The eldercare role is one that most of us can expect to take on, either temporarily or permanently, during our lives. The reasons for caregiving can vary, but the role will necessitate us to be advocates for our aging parent(s) to ensure that they receive the best possible care. This is important in providing care to retirees, including finding ideal active independent living communities for them.
There are multiple approaches to becoming an advocate for parents. Yet, none is more important than ensuring their health needs are met. Advocacy means to act or speak on behalf of someone. Navigating the delicate balance of speaking for and working for another can be difficult but keeping in mind these three elements can help: accelerating, slowing down, and stopping. The key elements you need to consider when advocating for an aging parent include:
Understanding Advocacy Acceleration
If there is a critical safety issue, acceleration is appropriate. When a loved one, such as a lifetime smoker, is admitted for difficulty in breathing, both they and their doctor might suspect that the guest might have cancer. In this scenario, while waiting for test results, a cardiologist might want to perform an invasive procedure to diagnose an aneurysm that they may have been aware of for a long time.

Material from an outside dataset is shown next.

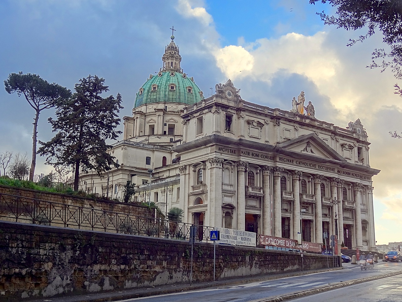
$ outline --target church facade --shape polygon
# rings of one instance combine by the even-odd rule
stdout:
[[[171,38],[110,150],[119,168],[80,175],[81,188],[121,198],[130,180],[133,201],[165,214],[180,208],[185,222],[317,243],[336,234],[349,248],[375,251],[379,171],[360,120],[346,128],[319,120],[303,91],[289,111],[248,102],[230,80],[205,99]]]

In this case, advocacy acceleration could mean asking the cardiologist to wait on the procedure until you get the biopsy results. In this case, you may not tell your loved one about the diagnosis, perhaps because they are sick and just trying to get their breath. In this scenario, the results might be that they don’t need the biopsy, so you would have advocated on reasonable grounds to avoid unnecessary medical intervention. In quality living communities, the issue of the guest’s health is taken very seriously through the provision of different health services. All associated team members must provide accelerated advocacy for the guests when needed.
Know When You Need to Empower the Loved One
When making a choice for your loved one that can make them feel helpless or hopeless, it is crucial to take a step back. In the scenario above, you might be there when the doctor informed your loved one that they had cancer. In this case, the protocol is to give them alternative treatments so they can choose which they prefer. In this case, it might be better to let your loved one decide on which treatment to take after being given an informed choice of the alternatives available for them.
Knowing When to Stop
You don’t need to advocate for your loved one for everything. Part of proper advocacy is understanding when you must completely step back and let your loved one take the reins and decide on what’s best for them. Remember that it’s their life and their body. If they are of sound mind, they will be better off knowing what’s best for them, and allowing them to choose what to do gives them the feeling of control and freedom.